B y Derek Liebig
There may be several weeks before the Whitehall Railroaders kick off the 2011 football season against the Salem Generals, but that doesn’t mean they aren’t hard at work preparing for their season opener.
The Railroaders were one of four area teams who gathered in Granville last week for the Coaching Connections summer football camp.
Whitehall was joined by teams from Granville, Salem and Greenwich for four days of drills, practice and scrimmaging.
While teams like Granville and Greenwich have participated in the camp for years, it was Whitehall’s first time at the camp and an opportunity for first-time head coach Justin Culligan to work on implementing some plays and giving the players a few different looks.
“The camp allows us to work on some basic things. Its helps the players prepare and gives us a jump start on the season,” Culligan said.
Besides providing a head start to the season, players have an opportunity to refine their skills and work on their technique.
On Thursday, defensive linemen were busy working on their ability to create separation and work through blocks while the offensive linemen refined their footwork and tried to stop their defensive counterparts from getting by them.
Across the field, receivers and running backs worked on sharpening their passing routes while the quarterbacks practiced their three and five step drops and accuracy throwing the ball
The value of the camp and AAU passing leagues, which Whitehall has participated in this summer, is invaluable, coaches said.
“This is a chance for older players to get a head start on the season and for the younger guys to get some experience,” Culligan said. “It gives us a chance to put in some of our base plays.”
Players also have the opportunity to work with coaches from other teams. During the first few days of the camp players would warm up and stretch with teammates, runs a few offensive and defensive plays and then break into positional groups with players and coaches from other teams.
Although technique doesn’t change much, the coaching philosophy can differ from coach to coach and the camp allows players to take something from each coach.
On the last day of camp, each team had the opportunity to scrimmage each other and see where they stood after four days of hard work.
Each team was given the chance to run ten offensive and ten defensive plays against each other on a shortened field.
For some players, it was their first live experience at the varsity level and was a good learning tool for everyone.
At one point during their scrimmage against Granville, Golden Horde head coach Mario Torres stopped everyone and explained what one of his players had done wrong on a play and how to fix the problem, providing a lesson not only to his players, but Whitehall’s as well.
Although their play took a back seat to the lessons and skills they learned, Whitehall fared pretty well, scoring at least one touchdown against each team. “I was pretty impressed,” Culligan said, before adding there was still a lot of work to be done.
Retired coaches Mike Cavata and John Taglione brought their Coaching Connections football camp to Granville for several years before having the Granville coaches take over running the camp. The camp ran for the first year in the summer of 2005.
The former coaches at Shaker High School and Mechanicville, respectively, have essentially franchised their operation, allowing multiple camps to happen around the region without their having to be on scene at each one.
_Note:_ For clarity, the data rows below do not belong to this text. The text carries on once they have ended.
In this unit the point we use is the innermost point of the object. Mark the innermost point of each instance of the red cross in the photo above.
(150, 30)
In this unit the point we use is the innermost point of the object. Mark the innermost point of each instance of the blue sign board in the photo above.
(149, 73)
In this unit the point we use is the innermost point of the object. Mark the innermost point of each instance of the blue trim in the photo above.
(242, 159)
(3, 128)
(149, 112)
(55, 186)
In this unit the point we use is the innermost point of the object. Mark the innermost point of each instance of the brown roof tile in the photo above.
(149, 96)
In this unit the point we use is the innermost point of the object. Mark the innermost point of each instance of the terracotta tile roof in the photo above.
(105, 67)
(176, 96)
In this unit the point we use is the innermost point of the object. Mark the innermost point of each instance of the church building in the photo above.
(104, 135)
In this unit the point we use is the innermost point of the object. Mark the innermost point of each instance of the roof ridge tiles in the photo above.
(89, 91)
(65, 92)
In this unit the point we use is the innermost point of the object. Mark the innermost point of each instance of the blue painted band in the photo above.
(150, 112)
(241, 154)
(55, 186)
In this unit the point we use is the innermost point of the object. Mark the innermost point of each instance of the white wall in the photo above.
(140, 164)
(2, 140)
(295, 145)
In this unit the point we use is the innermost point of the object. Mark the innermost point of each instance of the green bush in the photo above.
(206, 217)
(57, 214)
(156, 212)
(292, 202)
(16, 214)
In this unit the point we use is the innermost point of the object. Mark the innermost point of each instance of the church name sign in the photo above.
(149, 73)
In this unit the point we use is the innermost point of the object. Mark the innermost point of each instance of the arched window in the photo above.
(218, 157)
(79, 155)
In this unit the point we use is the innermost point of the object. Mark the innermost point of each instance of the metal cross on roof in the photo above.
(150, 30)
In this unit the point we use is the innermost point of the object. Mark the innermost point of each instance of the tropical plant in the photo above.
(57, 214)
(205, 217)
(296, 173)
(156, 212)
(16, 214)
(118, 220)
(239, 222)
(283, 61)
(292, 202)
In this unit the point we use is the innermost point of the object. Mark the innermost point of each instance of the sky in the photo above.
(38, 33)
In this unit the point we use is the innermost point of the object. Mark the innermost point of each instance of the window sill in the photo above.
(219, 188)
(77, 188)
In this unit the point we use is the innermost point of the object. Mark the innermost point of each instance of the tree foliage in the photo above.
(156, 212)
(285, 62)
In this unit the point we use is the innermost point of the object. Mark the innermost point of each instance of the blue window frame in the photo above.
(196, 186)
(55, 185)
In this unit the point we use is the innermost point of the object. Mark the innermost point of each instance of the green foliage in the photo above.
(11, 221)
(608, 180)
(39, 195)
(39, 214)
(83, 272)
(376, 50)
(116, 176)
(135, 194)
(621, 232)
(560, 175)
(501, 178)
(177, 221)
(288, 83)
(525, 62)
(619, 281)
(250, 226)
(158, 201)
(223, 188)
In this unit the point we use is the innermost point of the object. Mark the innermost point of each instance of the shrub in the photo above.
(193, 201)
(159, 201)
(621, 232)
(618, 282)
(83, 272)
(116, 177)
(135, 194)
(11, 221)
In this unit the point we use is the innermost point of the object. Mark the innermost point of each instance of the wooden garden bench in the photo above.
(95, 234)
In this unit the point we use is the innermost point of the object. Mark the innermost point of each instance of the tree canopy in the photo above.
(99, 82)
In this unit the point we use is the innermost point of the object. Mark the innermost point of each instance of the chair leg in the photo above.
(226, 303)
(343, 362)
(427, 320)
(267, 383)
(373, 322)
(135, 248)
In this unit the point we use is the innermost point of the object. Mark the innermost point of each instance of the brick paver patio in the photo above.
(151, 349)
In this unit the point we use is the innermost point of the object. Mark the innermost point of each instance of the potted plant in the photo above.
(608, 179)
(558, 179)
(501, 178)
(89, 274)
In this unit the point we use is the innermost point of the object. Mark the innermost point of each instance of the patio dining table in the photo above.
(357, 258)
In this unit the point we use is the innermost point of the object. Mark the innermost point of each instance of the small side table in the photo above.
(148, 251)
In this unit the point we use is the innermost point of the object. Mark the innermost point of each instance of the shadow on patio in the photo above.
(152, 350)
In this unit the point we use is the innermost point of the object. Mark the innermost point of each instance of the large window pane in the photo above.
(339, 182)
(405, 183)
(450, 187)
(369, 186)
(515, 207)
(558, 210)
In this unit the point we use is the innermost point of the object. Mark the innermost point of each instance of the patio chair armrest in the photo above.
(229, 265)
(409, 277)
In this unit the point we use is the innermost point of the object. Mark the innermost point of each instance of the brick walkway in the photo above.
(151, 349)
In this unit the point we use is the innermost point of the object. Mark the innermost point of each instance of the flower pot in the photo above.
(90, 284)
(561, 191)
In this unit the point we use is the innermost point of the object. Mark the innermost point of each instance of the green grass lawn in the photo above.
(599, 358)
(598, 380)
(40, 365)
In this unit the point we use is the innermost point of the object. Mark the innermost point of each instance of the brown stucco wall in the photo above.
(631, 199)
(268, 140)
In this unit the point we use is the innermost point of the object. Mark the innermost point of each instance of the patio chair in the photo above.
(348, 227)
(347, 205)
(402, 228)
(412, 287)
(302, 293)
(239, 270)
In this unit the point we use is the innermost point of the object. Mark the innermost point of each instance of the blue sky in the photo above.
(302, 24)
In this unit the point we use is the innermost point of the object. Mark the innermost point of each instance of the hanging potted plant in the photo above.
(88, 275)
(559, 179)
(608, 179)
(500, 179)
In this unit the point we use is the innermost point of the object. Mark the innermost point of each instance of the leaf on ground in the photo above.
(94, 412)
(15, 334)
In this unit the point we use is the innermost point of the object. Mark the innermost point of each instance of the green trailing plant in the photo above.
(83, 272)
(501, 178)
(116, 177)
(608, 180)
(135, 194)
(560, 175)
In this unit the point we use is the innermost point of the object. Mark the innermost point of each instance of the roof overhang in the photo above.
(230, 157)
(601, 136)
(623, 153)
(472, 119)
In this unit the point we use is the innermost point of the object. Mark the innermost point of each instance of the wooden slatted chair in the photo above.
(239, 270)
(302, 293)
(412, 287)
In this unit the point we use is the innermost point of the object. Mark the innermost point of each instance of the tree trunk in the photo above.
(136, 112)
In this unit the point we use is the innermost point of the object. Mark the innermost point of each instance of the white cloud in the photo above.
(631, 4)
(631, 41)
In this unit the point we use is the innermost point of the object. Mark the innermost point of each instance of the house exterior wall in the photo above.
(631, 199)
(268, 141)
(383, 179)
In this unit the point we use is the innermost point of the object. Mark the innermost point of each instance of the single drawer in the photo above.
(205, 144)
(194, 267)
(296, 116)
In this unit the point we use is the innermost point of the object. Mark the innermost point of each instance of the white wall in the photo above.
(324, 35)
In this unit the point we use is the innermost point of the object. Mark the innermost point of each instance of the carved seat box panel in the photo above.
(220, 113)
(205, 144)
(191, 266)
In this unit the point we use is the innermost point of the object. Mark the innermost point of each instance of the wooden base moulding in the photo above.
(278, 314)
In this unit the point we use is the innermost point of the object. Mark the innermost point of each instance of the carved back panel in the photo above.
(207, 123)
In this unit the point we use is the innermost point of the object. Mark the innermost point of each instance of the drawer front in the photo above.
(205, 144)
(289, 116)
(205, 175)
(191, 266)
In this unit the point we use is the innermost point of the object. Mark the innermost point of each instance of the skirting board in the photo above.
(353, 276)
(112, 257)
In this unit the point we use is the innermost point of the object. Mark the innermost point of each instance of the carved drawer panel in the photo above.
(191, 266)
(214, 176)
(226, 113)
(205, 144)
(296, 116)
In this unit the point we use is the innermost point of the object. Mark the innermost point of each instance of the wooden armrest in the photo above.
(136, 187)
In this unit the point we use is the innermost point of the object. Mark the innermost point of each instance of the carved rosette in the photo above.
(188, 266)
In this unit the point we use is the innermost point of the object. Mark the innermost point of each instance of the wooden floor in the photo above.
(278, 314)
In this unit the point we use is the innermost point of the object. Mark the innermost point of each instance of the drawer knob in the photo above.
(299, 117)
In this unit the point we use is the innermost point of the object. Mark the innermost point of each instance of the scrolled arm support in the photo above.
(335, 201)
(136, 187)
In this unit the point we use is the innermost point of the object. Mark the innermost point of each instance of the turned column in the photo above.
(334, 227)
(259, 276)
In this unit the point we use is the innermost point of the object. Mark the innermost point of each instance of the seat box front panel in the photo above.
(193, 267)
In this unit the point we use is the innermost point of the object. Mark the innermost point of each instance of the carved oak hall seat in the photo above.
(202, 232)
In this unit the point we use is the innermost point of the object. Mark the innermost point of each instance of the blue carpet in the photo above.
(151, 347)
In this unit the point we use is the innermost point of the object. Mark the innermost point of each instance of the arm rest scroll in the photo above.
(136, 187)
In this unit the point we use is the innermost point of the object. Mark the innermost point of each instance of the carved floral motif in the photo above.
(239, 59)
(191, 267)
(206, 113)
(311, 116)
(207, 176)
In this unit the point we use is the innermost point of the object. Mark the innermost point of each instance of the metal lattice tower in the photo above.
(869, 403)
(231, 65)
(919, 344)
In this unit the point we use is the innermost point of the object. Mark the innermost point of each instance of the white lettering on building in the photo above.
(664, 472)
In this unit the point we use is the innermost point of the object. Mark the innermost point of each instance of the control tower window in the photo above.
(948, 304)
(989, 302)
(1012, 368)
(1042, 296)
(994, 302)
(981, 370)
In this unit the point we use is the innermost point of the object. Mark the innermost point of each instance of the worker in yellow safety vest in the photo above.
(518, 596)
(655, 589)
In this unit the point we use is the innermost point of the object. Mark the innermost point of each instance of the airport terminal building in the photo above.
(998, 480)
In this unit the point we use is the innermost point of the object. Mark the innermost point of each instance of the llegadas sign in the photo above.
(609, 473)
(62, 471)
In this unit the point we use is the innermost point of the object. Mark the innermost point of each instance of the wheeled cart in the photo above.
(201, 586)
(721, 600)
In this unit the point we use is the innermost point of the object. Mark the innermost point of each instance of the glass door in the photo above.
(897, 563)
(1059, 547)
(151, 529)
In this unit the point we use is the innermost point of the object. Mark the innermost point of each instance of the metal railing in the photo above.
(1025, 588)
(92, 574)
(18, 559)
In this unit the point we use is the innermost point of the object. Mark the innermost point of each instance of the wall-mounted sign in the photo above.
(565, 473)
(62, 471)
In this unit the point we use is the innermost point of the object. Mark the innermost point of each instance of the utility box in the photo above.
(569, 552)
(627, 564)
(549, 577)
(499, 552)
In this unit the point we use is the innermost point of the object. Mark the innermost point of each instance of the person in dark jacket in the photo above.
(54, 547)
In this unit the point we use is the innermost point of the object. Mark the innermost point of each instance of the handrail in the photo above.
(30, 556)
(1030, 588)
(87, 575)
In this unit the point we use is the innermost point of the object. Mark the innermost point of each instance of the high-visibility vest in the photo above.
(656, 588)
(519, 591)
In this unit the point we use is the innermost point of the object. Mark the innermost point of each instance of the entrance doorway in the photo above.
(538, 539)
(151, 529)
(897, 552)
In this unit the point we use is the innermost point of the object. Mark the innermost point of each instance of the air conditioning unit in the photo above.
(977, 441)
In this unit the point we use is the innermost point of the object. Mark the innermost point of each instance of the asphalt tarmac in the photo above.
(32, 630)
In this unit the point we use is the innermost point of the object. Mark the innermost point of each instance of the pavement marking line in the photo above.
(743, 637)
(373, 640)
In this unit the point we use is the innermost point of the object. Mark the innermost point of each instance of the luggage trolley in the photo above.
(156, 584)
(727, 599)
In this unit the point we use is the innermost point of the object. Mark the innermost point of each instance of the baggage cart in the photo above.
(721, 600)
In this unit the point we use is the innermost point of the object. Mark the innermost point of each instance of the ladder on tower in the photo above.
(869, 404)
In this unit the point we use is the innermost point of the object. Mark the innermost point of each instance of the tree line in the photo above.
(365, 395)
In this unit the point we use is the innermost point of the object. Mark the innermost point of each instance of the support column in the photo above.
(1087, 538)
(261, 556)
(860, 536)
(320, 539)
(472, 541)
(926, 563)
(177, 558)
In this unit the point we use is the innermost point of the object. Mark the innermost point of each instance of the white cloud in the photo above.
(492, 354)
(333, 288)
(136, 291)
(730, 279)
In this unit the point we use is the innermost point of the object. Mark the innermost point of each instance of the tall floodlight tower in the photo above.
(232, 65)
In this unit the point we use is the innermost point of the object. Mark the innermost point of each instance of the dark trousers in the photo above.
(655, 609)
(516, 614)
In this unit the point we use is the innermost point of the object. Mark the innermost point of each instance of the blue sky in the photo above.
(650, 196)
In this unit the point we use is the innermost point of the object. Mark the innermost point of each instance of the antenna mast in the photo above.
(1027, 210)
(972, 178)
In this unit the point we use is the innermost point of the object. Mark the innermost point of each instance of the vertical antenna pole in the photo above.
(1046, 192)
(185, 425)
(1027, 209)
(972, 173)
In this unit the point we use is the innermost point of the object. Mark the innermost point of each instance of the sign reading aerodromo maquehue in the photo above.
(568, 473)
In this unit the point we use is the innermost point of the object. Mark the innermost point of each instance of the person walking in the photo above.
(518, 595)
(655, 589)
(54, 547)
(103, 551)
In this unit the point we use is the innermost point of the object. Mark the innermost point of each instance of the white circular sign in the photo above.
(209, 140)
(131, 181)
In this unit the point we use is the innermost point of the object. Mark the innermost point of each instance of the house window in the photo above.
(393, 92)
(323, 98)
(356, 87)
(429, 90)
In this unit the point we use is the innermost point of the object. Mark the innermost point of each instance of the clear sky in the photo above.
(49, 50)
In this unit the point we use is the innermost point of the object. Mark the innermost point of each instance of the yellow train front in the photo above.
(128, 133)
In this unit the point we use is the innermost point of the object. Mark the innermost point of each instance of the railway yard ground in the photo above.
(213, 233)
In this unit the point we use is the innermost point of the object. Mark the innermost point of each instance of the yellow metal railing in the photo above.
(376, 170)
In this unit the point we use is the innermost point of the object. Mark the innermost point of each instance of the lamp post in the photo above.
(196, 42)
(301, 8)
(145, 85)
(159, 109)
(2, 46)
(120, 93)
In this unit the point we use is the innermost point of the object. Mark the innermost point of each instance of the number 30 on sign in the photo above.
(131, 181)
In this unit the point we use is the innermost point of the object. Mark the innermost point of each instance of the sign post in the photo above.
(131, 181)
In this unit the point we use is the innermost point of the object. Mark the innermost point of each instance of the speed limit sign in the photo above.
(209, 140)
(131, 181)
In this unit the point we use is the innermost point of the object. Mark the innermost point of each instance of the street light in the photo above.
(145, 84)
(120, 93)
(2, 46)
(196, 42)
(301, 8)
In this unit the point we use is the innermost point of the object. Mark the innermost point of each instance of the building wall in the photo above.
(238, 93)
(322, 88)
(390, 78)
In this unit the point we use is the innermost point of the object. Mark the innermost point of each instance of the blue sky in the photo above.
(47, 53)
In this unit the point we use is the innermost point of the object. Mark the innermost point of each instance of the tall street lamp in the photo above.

The camp focuses on fundamentals while allowing coaches some time to get a look at those who can attend and start some measure of planning for the season.
The camp isn’t mandatory because it does cost each player some money and with job and family commitments some players simply can’t start the season until mid-August.
Whitehall had anywhere from 12 to 15 players at the camp each night, about the same number as Salem, while Greenwich and Granville each had between two and three dozen players.
Most of the players who attended will be counted on to play a big role during the upcoming season.
“We’ve had most of our starters here and we’ve been able to get some different looks with some different guys at quarterback,” Culligan said. “It’s been going really well.”
The team is eager to start the season and running backs and defensive ends coach Tom Egan said they have a good turnout during their off-season weight-lifting program.
Whitehall will hold its first official practice at 5 p.m. on Monday, Aug. 15. Potential players who have not signed up are encouraged to contact Culligan or athletic director Keith Redmond at the High School. All players are required to have a physical exam before practicing with the team.
The Railroaders will kick off the regular season at 1 p.m. on Sept. 3 against Salem and will host Lake George in their home-opener at 7:30 p.m. on Sept. 9.